Understanding Your Maximum Heart Rate

If you exercise regularly, you may be aware of what your target heart rate zone is to be able to maximize the effects of your workout. Finding out what your target heart rate zone is, involves discovering your maximum heart rate. While maximum heart rate may sound scary, it's really not. It's the fastest rate that your heart will beat in one minute. 

Importance of Knowing Your MHR

Maximum heart rates are unique to each person and aren't necessarily an indicator of physical fitness. As your physical fitness increases, it doesn't mean that your maximum heart rate rises. When you're exercising, a target heart rate is about 50 to 85 percent of your maximum heart rate. To calculate your maximum heart rate, you can subtract your age from 220. When you perform a workout at this pace, your endurance improves. Knowing your target heart rate can help you correctly pace your workouts. When you exercise at the correct intensity level, you will spend your time at a pace that will help you meet your fitness goals. 

When you use the scientific way of calculating your maximum heart rate, you can have a more accurate method of determining your exercise intensity. Here are examples of different workout intensities:

  • Low intensity: 40% to 50% of your maximum heart rate
  • Moderate intensity: 50% to 60% of your maximum heart rate
  • High intensity: 60% to 70% of your maximum heart rate
  • Maximum intensity: 85% to 100% of your maximum heart rate

Cardiovascular exercise is very effective in helping you reach your target heart rate because it's aerobic exercise. Cardio is the best type of exercise for getting your heart pumping faster for sustained amounts of time. When you perform cardio workouts, you're getting your heart rate up and burning more calories at the same time. 

What Affects Your MHR?

The majority of formulas calculate a general maximum heart rate by taking into consideration your age and gender. Still, it's actually a lot more involved than that to calculate it correctly. When calculating your maximum heart rate, it's important to know that the following factors can have an effect on your maximum heart rate:

  • Age: As you age, your maximum heart rate can decline
  • Altitude: When you're exercising at higher altitudes, you can have a lower maximum heart rate
  • Genes: Maximum heart rate is affected by your genes
  • Individual differences: Even among people with similar age, gender, and fitness level, maximum heart rate can vary widely.
  • Size: In smaller people, the maximum heart rate is usually higher. It's common for women to have a higher maximum heart rate than men. 
  • Working out: Physical activity doesn't immediately change your maximum heart rate, but when people notice a change, it can get lower as the body's heart and blood volumes expand. 

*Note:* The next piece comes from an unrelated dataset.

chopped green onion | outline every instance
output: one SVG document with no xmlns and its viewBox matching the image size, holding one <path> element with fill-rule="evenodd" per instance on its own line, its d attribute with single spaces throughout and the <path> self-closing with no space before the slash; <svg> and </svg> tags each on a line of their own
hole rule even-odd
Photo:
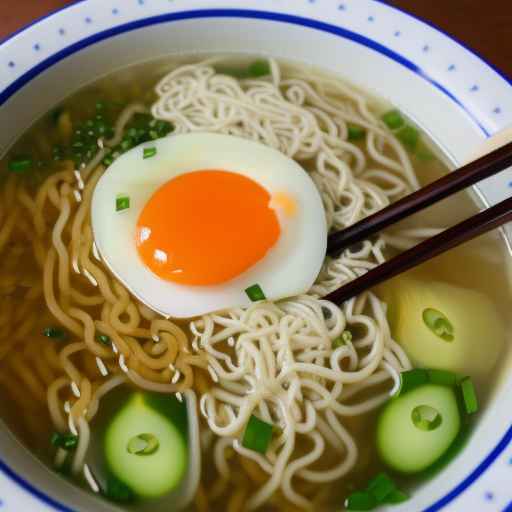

You may be shocked to find out that about 50% of your maximum heart rate is influenced by your individual genes. Larger hearts beat slower than smaller ones. Your maximum heart rate can also be affected by certain drugs and antihistamines. When you keep your heart rate up, it strengthens your heart, so it's possible to improve your heart health using cardiovascular exercise. 

Ways To Measure Your MHR

While there are many formulas available to calculate your maximum heart rate, the formulas that have been studied the most are:

  • Fox formula (the most common formula for women and men): 220 - age
  • Gulati formula (only for women): 206 - (0.88 x age)
  • Hunt formula (for active women and men): 211 - (0.64 x age)
  • Tanaka formula (women and men over 40 years of age): 208 - (0.7 x age)

The most common formula for years was the fox formula, but as time went on, experts realized that this formula doesn't take into account the way the heart rate changes with age. As humans age, the maximum heart rate decreases naturally. The fox formula doesn't take into consideration that aging depresses the sinoatrial node, which is the natural pacemaker of the heart.  

Some of the formulas were also found to greatly overestimate the maximum heart rate for women, which can cause issues for women and in certain cases can be dangerous. Therefore, a female-specific formula was developed to be able to more accurately calculate a woman's maximum heart rate based on her age. If you don't want to calculate your maximum heart rate yourself, there are heart rate monitors you can use to track both your heart rate and maximum heart rate.

Is Everyone's MHR the Same?

Everyone's maximum heart rate is not the same, and so many different factors are taken into consideration when calculating it. Some of the things that affect maximum heart rate are: gender, age, fitness, genes, and a person's size. A young woman athlete is going to have a very different maximum heart rate than a young man that doesn't exercise regularly. It's important to have an accurate calculation of your maximum heart rate so you can exercise at your peak performance and get the most out of your workouts. 

When you know your maximum heart rate, you can push yourself to work as hard as you physically can, but it's also important to remember that you can't sustain this maximum effort for extended periods of time. If you exercise above your personal anaerobic threshold, your body can produce excess amounts of lactic acid, which can lead to post-exercise muscle soreness. To get the best results from your workouts, it's best to alternate workouts between different heart rate zones.